1.Getting Started
Bring the flooring into the room so the wood planks can acclimate to the room’s temperature and humidity for at least 72 hours before installation. This reduces problems associated with moisture, such as warping and fit. Stack the flooring in a flat position in the room or rooms where it’s to be installed.
Check the moisture level of the subfloor to make sure the floor is within the manufacturer’s recommendations. If your moisture level isn’t within the manufacturer’s recommendations, stop the installation and call a Lowe’s associate for assistance.
Once you’ve prepped the subfloor, carefully sweep and vacuum the surface on which the flooring will be installed.
Check the planks for warping and defects, which typically affect around 5% of the product. These boards are unusable and should be discarded. If you experience more than 5% defects, stop the installation and call a Lowe’s associate for assistance.
Once your subfloor has met the moisture requirements, install a moisture barrier and underlayment, such as builder’s felt or rosin paper, as required by the manufacturer.
Install the moisture barrier and underlayment based on the manufacturer’s guidelines, typically by rolling out the underlayment in the same direction that the wood is being installed. Extend the underlayment a few inches up the wall (will be trimmed later).
A Lowe’s associate can tell you what type of moisture barrier and underlayment will work best for your materials; at least two-in-one underlayment is required.
Be sure to wear your safety glasses throughout the project.
(1) Installing the First Rows
Step 1
Using the straightest boards, lay the first row of flooring along the guideline, with the tongue side facing the room.
This will serve as a guide for the rest of the room or house.
It's important to use a tapping block so you don't damage the tongue-and-groove system.
Step 2
Place spacers between the flooring and the wall for the expansion gap.
Be sure to check the manufacturer’s recommendations for the appropriate expansion gap.
Step 3
Face-nail the first row of boards in place with a hammer and a nail set.
Predrill the nail holes every 6 inches starting 1 to 3 inches from the ends of the planks and 1/2 inch from the groove.
Hammer the nails into the predrilled holes then use the nail set to countersink the nails.
Come back later and fill the holes with putty that matches the color of your floor.
Step 4
For the second row, fit the groove on the tongue of the first row.
Use the dead blow hammer and gently tap the tapping block against the flooring to ensure a tight fit.
Step 5
Place the second row so that the ends are at least 6 inches apart from the first row.

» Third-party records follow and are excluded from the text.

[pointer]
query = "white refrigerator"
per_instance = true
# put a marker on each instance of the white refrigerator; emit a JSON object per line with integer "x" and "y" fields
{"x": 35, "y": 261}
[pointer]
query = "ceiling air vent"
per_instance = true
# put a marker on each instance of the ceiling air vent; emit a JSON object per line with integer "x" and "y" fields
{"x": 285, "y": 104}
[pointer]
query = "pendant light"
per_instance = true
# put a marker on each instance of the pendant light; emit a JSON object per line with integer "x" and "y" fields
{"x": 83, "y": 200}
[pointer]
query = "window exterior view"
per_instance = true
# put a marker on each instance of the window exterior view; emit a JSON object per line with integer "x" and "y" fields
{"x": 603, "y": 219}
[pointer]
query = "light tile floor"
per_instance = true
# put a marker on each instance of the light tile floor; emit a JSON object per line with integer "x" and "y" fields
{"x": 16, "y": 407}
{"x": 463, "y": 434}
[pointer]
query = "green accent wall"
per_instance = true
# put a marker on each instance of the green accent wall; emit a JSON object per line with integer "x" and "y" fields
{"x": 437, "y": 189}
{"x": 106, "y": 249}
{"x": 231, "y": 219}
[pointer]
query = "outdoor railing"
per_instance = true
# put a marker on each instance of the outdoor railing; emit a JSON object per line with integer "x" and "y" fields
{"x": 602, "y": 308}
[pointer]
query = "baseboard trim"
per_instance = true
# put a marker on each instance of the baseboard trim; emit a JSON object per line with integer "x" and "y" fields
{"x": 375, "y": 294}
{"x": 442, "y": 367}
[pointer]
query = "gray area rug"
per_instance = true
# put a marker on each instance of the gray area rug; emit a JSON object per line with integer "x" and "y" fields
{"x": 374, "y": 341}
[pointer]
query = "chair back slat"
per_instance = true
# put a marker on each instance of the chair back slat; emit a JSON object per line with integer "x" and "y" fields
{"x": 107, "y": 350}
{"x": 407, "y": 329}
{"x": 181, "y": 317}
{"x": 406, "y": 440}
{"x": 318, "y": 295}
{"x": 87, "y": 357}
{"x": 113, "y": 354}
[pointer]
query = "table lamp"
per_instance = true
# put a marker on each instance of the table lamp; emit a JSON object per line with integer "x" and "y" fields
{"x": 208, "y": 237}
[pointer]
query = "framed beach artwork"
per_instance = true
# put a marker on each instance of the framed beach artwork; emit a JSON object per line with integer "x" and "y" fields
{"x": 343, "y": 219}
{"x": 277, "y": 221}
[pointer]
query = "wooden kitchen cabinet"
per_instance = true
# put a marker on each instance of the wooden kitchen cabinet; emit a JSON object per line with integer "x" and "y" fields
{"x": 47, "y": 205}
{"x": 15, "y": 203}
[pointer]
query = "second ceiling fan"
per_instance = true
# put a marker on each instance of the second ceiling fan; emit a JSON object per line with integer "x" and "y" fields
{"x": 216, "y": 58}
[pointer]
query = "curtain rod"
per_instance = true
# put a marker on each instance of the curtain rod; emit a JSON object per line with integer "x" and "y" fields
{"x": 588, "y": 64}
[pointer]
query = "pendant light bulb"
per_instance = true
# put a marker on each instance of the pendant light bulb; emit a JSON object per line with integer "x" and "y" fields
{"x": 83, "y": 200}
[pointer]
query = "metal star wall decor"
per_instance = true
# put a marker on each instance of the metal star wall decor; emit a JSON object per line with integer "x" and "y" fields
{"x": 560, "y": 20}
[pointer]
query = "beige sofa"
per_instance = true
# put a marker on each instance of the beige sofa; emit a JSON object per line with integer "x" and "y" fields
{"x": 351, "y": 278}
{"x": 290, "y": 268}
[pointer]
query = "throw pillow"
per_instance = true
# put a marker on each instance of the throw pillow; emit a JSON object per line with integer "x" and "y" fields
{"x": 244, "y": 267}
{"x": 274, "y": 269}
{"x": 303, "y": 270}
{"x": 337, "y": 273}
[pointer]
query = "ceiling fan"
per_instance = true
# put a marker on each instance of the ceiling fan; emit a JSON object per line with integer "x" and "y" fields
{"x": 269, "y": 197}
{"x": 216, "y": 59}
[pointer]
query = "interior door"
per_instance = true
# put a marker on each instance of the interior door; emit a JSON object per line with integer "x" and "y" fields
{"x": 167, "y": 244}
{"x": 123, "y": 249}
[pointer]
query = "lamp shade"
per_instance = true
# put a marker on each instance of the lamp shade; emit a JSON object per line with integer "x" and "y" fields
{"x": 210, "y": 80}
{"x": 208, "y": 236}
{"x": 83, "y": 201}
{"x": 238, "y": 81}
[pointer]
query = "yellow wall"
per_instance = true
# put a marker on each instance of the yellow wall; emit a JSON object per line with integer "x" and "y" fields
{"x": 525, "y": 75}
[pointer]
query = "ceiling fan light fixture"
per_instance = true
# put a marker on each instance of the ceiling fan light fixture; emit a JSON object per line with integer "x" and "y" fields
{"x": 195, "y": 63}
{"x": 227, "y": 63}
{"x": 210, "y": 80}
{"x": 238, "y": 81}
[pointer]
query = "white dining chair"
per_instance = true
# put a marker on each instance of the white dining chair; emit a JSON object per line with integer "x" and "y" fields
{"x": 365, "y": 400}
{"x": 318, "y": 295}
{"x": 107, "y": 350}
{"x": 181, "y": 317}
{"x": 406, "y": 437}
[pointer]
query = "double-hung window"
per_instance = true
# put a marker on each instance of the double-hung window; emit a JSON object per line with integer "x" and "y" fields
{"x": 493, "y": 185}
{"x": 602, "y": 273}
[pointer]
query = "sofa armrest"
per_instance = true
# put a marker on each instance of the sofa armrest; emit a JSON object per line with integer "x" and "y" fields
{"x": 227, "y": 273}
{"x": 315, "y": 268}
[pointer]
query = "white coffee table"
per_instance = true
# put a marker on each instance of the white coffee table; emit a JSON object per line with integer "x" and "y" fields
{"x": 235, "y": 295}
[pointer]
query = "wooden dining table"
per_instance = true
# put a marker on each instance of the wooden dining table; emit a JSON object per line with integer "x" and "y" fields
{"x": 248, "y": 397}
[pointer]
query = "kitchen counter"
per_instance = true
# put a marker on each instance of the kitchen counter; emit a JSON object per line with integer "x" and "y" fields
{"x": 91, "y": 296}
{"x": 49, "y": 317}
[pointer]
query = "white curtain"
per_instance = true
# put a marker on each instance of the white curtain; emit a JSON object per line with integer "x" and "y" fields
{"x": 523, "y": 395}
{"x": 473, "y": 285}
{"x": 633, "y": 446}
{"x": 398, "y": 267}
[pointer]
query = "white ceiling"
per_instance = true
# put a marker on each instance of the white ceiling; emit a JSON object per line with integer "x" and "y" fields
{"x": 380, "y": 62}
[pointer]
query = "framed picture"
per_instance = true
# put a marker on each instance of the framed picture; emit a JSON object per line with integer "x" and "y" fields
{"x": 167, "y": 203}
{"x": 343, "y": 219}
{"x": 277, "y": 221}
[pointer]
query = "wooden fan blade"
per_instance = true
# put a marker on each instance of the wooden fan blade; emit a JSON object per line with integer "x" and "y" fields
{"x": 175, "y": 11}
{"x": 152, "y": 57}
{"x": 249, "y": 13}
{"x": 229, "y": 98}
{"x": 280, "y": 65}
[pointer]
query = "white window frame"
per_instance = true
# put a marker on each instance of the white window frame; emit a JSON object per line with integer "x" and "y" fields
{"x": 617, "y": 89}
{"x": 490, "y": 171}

This will help strengthen the floor.
This will also give the floor a staggered look, so you may need to cut the first plank.
To cut the flooring, lay the plank on its face and cut with a circular saw.
Make sure you’re using the correct blade to cut the flooring.
Make sure you allow for the appropriate expansion gap.
Face-nail the second row like you did the first row.
Step 6
Repeat the process until you can use the pneumatic nail gun.
This is typically between two and four rows.
(2) Installing the Rest of the Floor
Step 1
When installing the rest of the floor, mix planks so you don't have patches of similar colors and grains. This will give the floor a more random pattern.
You'll need to work out of multiple cartons at a time.
Good to Know
 Dry-fit a few rows together before you install them to see how they look and to speed up the installation.
Step 2
 Install the rest of the floor by blind-nailing the planks.
Follow the pneumatic nailer manufacturer’s instructions for blind nailing. Typically, you hold the pneumatic nailer against the tongue of the plank and hit it with a hammer.
Make sure the nailer has a protective boot to prevent damaging the floor.
Check the manufacturer’s PSI (pounds per square inch) recommendations for the pneumatic nailer.
Nails should be spaced 1to 3 inches from the ends and every 6 to 8 inches along the tongue side of the plank.
Step 3
Continue laying the floor across the room, staggering the ends at least 6 inches apart.
Maintain the expansion gap around the perimeter of the floor.
Step 4
If you have vents or columns, cut the planks to fit.
Step 5
When you get to the last few rows where the pneumatic nailer won’t fit, face-nail the boards as you did when beginning the floor.
Step 6
For the last row, you may have to cut the pieces to fit.
Measure the distance to the wall from the last laid row. Don't measure from the tongue.
Subtract the manufacturer’s expansion gap and cut the last row.
To fit the last row, place a piece of scrap wood against the finish wall, and fit the boards together gently using a pry bar.
Then face-nail the last row like you did the first row. If the width of the last row is less than one inch, place glue on the tongue of the previous board and attach it.
(3)Finishing Up
Step 1
Once the last row is attached, install the transition pieces according to the manufacturer’s instructions.
Step 2
When your transitions are in place, remove the spacers, trim the underlayment and install the baseboards and shoe moulding.
Attach the trim and shoe moulding to the walls, not the floor.
Step 3
Keep one to two cartons of your hardwood flooring so you can fix any potential problems in the future, like a damaged board.